Research interests of faculty members in probability and statistics include probability on finite groups and other discrete structures, ergodic theory, and Bayesian inference.

### Martin Hildebrand

"My research interests involve probability on finite groups and other discrete structures. One of my papers answered a question which had been open for about 20 years regarding a random process on the integers modulo an odd number p. Start at 0, and at each step of the random process, multiply the previous position of the random process by 2 and then add 1, 0, or -1 chosen at random independent of previous choices. How long does it take for the random process to be close to uniformly distributed on the integers modulo p? This paper showed that it takes at least c \log_2 p steps for some constant c>1.

"I also am interested in ``random random walks" on finite groups. Here the specifications for one step of a random walk are chosen at random (e.g., by choosing at random from all sets of k elements of the group), and then a random walk is performed. For a typical choice of the specification, how long does it take for the random walk to get close to uniformly distributed.

"I also have some interests in combinatorics.

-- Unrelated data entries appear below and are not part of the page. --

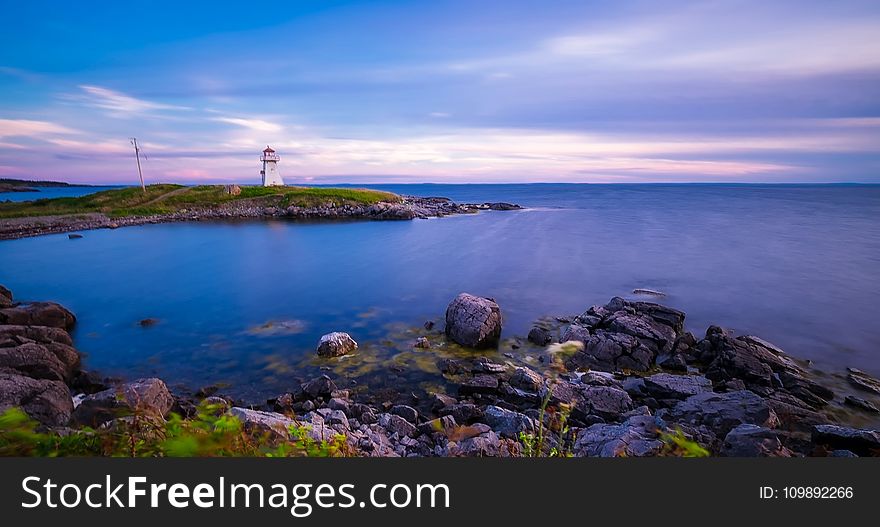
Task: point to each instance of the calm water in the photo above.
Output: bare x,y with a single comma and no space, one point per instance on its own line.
51,192
797,265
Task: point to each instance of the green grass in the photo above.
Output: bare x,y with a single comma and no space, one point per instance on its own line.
163,199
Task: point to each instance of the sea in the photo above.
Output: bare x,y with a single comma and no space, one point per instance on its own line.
241,305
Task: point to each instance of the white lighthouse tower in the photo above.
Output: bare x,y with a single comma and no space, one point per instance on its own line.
269,174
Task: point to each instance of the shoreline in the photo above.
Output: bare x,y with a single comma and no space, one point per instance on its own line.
621,379
409,208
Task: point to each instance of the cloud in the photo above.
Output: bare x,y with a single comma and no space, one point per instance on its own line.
34,129
117,103
257,125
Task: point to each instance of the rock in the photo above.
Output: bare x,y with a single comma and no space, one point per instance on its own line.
35,361
608,351
804,389
5,297
485,383
675,362
507,423
322,386
473,321
526,379
337,403
395,424
793,414
669,386
638,436
575,332
607,401
750,359
55,340
450,366
861,442
445,425
485,445
47,401
464,413
749,440
484,365
722,412
648,292
336,344
864,381
255,422
862,404
652,333
540,336
38,314
441,400
143,396
407,412
659,313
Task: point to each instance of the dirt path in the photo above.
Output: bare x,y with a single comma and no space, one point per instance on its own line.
163,196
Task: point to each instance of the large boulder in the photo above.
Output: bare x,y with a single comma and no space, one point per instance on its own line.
507,423
47,401
54,340
268,424
669,386
336,344
38,314
861,442
722,412
638,436
473,321
748,440
609,351
149,397
5,297
34,360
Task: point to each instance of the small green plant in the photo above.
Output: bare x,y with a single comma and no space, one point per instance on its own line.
210,433
535,444
676,444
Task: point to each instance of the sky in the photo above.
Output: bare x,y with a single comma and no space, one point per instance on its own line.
442,91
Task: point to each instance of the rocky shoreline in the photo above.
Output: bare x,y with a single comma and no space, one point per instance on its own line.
410,207
621,379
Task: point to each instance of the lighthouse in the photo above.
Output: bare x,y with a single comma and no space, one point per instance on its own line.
269,174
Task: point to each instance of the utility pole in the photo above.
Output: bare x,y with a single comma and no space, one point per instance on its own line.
137,156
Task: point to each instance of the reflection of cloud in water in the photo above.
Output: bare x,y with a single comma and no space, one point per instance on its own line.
278,327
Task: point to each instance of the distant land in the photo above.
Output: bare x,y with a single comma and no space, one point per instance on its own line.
24,185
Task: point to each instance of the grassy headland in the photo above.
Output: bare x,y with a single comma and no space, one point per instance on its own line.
166,199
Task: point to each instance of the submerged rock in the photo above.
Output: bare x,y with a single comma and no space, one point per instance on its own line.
638,436
336,344
669,386
648,292
722,412
47,401
38,314
860,403
473,321
508,423
149,397
864,381
749,440
540,336
862,442
5,297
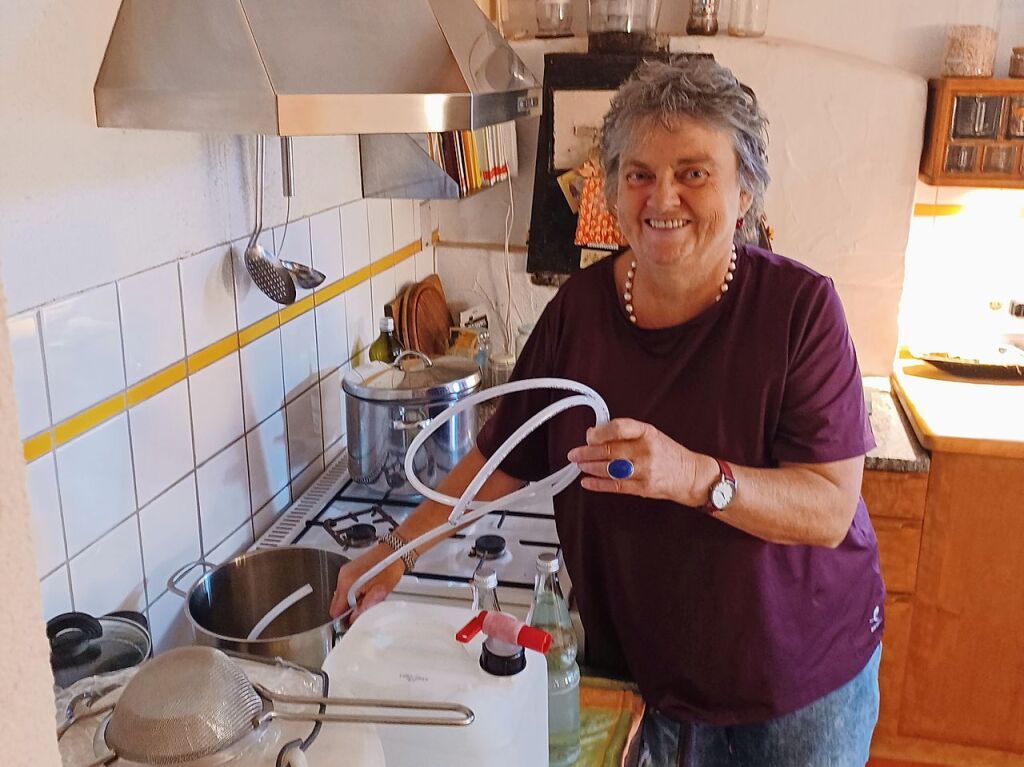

"My Ph.D. students have worked in areas involving probability on finite groups. Joseph McCollum, whose Ph.D. thesis involved random walks on the dihedral group as well as some results involving random random walks on finite abelian groups, has had several papers published and works at Siena College in the Department of Quantitative Business Analysis. Richard Neville, whose Ph.D. thesis extended the lower bounds on the Chung--Diaconis--Graham random process, now teaches at Dean College in Massachusetts. Scott Bianco, whose Ph.D. thesis involved a generalization of the Chung--Diaconis--Graham random process, currently is in a visiting position at Siena College in its Department of Quantitative Business Analysis."

### Karin Reinhold

"My research is in Ergodic Theory with connections to Probability and Harmonic Analysis. I am interested in convergence of a variety of ergodic-type of averages, including random ergodic theorems and averages given by convolutions. My plans for the future include problems in time-frequency analysis for convolution averages and explorations of other topics in applications of probability."

### Carlos Rodriguez

My general area of research is Mathematical Data Analysis. I have produced original results in Density Estimation, Monte Carlo, Quantum Probability, Entropic Priors and Information Geometry. I have also studied the geometry of probability models for sequences of bits (bitnets), where I have found that the average Ricci scalar, for all the models that I have been able to compute, to be always half an integer. I have discovered a new kind of boundary associated to any smooth (regualar) parametric probabilistic model encoding an objective notion of ignorance that produces the general classes of priors that actually work in practice. I have found finite length confidence intervals for the SD of a 1D gaussian observation x, e.g. (0,17|x|) has probability at least 95% of covering the true SD.